Talvez aquele fosse o momento de contar tudo para o Nando. As horas seguintes em que passamos abraçados com ele me consolando ternamente do pavor que me afligia, teriam sido ideais para que eu confessasse e conseguisse algum perdão. Mas eu fui fraca. Não tive coragem de ir em direção à verdade e mergulhei cada vez mais fundo na farsa que era nosso relacionamento. Eu sentia os braços dele ao meu redor, tão protetores, tão quentes, tão amados. Nunca – nem que vivesse mil anos – eu encontraria um homem igual ao Nando. Ele era o homem da minha vida e eu não sabia se ele tinha noção disso. Ou se suspeitava da dimensão do meu amor. Até quando Fernando seria meu?

Até quando?


Acordei no dia seguinte com os raios de sol entrando pela janela do quarto. Dei de cara com o Nando sentado na beira da cama olhando-me atentamente. Fiquei sem jeito. Tive a impressão que ele estava me analisando, tentando descobrir coisas sobre mim.

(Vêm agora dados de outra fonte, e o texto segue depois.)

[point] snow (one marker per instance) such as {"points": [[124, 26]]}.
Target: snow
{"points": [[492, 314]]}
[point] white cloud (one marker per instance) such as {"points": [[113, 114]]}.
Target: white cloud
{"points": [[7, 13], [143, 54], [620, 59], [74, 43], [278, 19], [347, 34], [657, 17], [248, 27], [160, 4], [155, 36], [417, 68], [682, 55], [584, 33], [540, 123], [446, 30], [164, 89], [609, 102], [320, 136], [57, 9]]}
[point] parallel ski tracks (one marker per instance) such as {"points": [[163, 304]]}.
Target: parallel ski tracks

− Ei! – murmurei – Não foi trabalhar ainda?
− Não, enquanto não tiver certeza que você está bem.
− Acho que estou bem – respondi esperando que fosse verdade - Tenho que dar um jeito de aparecer na agência antes que me ponham para a rua sem sequer estar contratada.
− Fiz suco de melancia. Você quer?
− Claro que sim.
Eu fui lavar meu rosto para tentar apagar a minha cara de doente. Não deu muito certo. Mas quando voltei para o quarto, o Nando já tinha levado o suco em uma bandeja, juntamente com torradinhas. Achei o máximo.

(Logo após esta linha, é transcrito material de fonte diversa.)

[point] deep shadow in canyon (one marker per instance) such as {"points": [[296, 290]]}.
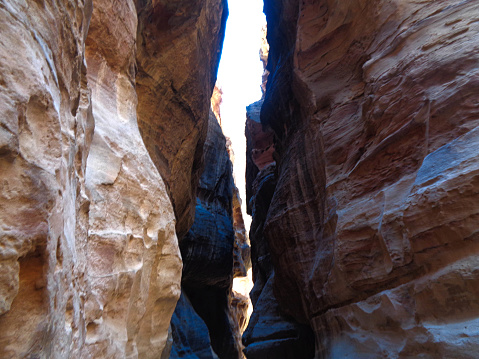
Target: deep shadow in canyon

− Nando – declarei eu enchendo a boca de torrada – Acho que me garanto sozinha. Você pode me deixar em casa e...
Ele começou a balançar a cabeça
− Já avisei que só vou aparecer no banco à tarde. Isto é, caso você esteja bem.

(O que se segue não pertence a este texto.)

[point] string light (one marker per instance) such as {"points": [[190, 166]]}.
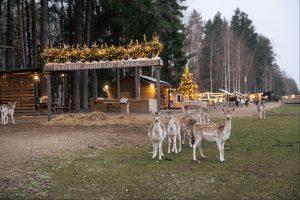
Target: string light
{"points": [[134, 50], [188, 88]]}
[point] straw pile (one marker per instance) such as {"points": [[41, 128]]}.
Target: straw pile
{"points": [[98, 119]]}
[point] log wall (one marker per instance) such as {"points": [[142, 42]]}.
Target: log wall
{"points": [[18, 88]]}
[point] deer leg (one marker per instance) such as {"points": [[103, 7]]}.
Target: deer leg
{"points": [[12, 118], [200, 149], [220, 150], [154, 150], [179, 138], [174, 144], [184, 133], [190, 140], [260, 115], [160, 150], [194, 148], [169, 144]]}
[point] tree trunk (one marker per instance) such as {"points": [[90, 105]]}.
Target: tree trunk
{"points": [[76, 74], [28, 34], [21, 31], [118, 95], [210, 65], [94, 79], [85, 74], [8, 36], [44, 24], [62, 22], [34, 37], [70, 21]]}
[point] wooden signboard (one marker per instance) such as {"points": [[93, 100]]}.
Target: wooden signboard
{"points": [[68, 66]]}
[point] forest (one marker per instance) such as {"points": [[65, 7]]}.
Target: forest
{"points": [[222, 53]]}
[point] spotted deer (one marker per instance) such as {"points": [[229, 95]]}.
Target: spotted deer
{"points": [[173, 132], [187, 123], [3, 112], [157, 133], [212, 132], [8, 109], [261, 109], [202, 114]]}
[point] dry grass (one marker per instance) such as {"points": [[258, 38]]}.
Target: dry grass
{"points": [[97, 118]]}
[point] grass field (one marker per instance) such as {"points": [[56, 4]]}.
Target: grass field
{"points": [[261, 162]]}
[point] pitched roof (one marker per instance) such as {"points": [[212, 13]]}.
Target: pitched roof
{"points": [[150, 79]]}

Parecia haver um rombo no meu estômago, já que na noite anterior eu passei mais tempo chorando que comendo sorvete. Esperava sinceramente que ele não mencionasse nada que me fizesse ir às lágrimas em segundos. Ele arrematou:
− Temos bastante tempo só para nós dois.
Cheguei a me arrepiar. Era muito fácil ser feliz com o Nando. Gostaria que o mundo não existisse. Inclinei-me e beijei-o nos lábios. Sussurrei:
- Você é o melhor namorado do mundo.

Enfim, ficamos a manhã toda sem fazer absolutamente nada. Assistimos a um DVD, conversamos, lemos jornal. Ao meio dia saímos para comer alguma coisa bem leve e em seguida ele me deixou na agência. O resto da semana transcorreu normalmente. Não falei mais com a Rafa. Minha irmã não me ligou e nem pensei em telefonar para ela. O único dia da semana em que dormi em casa foi quando o Nando saiu com os amigos para jogar conversa fora. Fui finalmente efetivada na agência e meu pai já estava quase cem por cento recuperado, tendo voltado a trabalhar no armazém meio turno. Tudo corria às mil maravilhas na minha vida e no meu relacionamento construído sobre falsos alicerces. Eu já conseguia me sentir mulher do Nando quando esquecia que nós éramos parentes. Era um sonho, eu afirmava para mim mesma, sempre que me via ao lado dele, fazendo amor ou simplesmente olhando para seu rosto. Um sonho que estava muito perto de se tornar um pesadelo.